Formel-1-Milliardär im Zwielicht
Die ganz große Bühne hatte sich Vijay Mallya für seinen indischen Formel-1-Rennstall Force India stets gewünscht. Sie ist dem indischen Milliardär dieser Tage gewiss. Zum zweiten Mal braust die extravagante Rennserie dieses Wochenende durch die Einöde von Noida, südlich von Neu-Delhi, doch für den Unternehmer und Teambesitzer dürfte das Heimspiel zum Trauerspiel werden.
Gegen den 56-jährigen Mallya, einen der reichsten, in jedem Fall aber den schillerndsten Bürger Indiens, soll kürzlich ein Haftbefehl in seiner Heimat ausgestellt worden sein. Seine Fluglinie Kingfisher drückt eine Schuldenlast von 1,4 Milliarden US-Dollar.
Der 2005 gegründete Airline stehen heftige Turbulenzen bevor – und zwar auf dem Boden. Ein Großteil der Mitarbeiter streikt, weil seit Monaten kein Gehalt mehr überwiesen wurde. Von den 66 Fliegern seiner Flotte heben derzeit nur zehn ab. Pro Tag steigen die Verluste um 800.000 Dollar.
Rechnungen
Rechnungen und Gebühren sollen von Kingfisher schon länger nicht mehr bezahlt werden. Ein indischer Flughafenbetreiber beantragte daher die Strafverfolgung von Mallya und einigen hochrangigen Mitarbeitern seiner Fluglinie. Dies bestätigte zuletzt auch Bob Fernley, der stellvertretende Teamchef bei Force India.
2007 hatte Mallya das chronisch erfolglose und unterfinanzierte Spyker-Team erworben. Er tat, was er mit all seinen Unternehmen tut: Er restrukturierte die Organisation und schloss eine enge Kooperation mit Mercedes ab, er investierte in die Infrastruktur und erneuerte den Windkanal. Um Gewinne ging es kaum.
Dabei ist der Formel-1-Rennstall gerade dabei, die große Kurve zu kratzen und den Weg aus dem Niemandsland zu finden: Sechs Mal in den jüngsten fünf Rennen landeten die Piloten Nico Hülkenberg (D) und Paul di Resta (Sco) in den Punkterängen.
Die Formel 1 sollte das glänzende Prestigeobjekt seines Mischkonzerns sein. Neben der Airline ziert vor allem United Brewery, der weltweit drittgrößte Produzent alkoholischer Getränke, sein Firmenimperium.

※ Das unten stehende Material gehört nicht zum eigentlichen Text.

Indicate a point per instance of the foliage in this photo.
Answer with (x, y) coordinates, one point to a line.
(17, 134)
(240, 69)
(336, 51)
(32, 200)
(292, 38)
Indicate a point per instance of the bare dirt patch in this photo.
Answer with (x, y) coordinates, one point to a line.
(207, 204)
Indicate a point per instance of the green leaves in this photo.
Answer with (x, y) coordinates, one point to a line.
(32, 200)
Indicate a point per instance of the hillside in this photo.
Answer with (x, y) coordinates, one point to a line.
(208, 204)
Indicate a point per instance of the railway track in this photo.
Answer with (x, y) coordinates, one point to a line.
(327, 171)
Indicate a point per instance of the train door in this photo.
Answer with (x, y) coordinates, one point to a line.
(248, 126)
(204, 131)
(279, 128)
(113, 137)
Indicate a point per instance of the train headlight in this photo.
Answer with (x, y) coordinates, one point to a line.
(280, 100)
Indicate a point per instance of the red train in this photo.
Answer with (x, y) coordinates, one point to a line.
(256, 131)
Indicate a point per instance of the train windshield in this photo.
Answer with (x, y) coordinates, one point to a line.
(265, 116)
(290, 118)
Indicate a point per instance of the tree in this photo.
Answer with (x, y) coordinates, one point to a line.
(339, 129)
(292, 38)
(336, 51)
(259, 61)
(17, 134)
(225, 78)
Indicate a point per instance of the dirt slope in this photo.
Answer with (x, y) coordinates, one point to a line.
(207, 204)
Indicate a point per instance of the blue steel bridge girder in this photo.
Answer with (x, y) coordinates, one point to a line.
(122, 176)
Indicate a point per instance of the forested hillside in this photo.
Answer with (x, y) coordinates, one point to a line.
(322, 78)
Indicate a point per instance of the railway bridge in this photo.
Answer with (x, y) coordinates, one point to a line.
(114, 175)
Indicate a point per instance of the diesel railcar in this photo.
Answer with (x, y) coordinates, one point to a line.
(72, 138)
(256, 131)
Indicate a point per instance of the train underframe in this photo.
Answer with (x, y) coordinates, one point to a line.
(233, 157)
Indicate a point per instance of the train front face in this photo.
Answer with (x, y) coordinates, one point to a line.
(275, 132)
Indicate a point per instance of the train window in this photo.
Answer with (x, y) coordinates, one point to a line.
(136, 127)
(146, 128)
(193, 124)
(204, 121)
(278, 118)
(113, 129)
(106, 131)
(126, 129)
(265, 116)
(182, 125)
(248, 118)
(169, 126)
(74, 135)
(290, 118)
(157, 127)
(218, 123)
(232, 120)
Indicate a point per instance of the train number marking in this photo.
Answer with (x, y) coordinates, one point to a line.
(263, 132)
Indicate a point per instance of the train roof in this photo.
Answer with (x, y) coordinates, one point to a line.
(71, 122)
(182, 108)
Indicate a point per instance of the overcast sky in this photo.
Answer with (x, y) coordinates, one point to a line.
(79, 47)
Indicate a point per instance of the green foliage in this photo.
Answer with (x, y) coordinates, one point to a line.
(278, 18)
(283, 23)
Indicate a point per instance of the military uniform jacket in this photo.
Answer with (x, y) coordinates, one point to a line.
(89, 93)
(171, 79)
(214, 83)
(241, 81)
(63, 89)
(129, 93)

Das Engagement in der Königsklasse sah Mallya als einmalige Chance für den Subkontinent und verkaufte es als nationales Projekt. Er nannte das Team "Kraft Indiens" und ließ die Boliden in den Nationalfarben über die Rennstrecken dieser Erde kreisen. "Es gibt in Indien eine riesige Mittelschicht, mehr als 300 Millionen junge Leute, so viele wie in ganz Europa", sagt er, "sie interessieren sich für internationalen Sport, für Glamour."
"König der guten Zeit"
Die Formel 1 passt zu dieser Vision, und Mallya passt zur Formel 1. Seine Ohrläppchen zieren dicke Brillanten, seine Handgelenke goldene Uhren und üppige Kettchen. Während seine Teamchef-Kollegen hektisch durch das Fahrerlager sausen und telefonieren, lässt sich Mallya bei Bedarf von seinem Butler das Mobiltelefon reichen.
"König der guten Zeit" nennen sie den Ehrendoktor der Philosophie in seiner Heimat. Er feiert und prasst, was seinen Freund und Ex-Teamchef Flavio Briatore zu der These verleitete: „Würde man ihn drei Jahre wegsperren, wäre er der reichste Mann der Welt.“
Bei der Anreise zum Grand Prix hat Mallya wieder einmal die Qual der Wahl: In seinen Privatbesitz fallen 260 Automobile, ein Privatjet samt echtem Picasso an Bord und drei Yachten. Die 95 Meter Länge der "Indian Empress" hätten es als große Bühne wohl auch getan.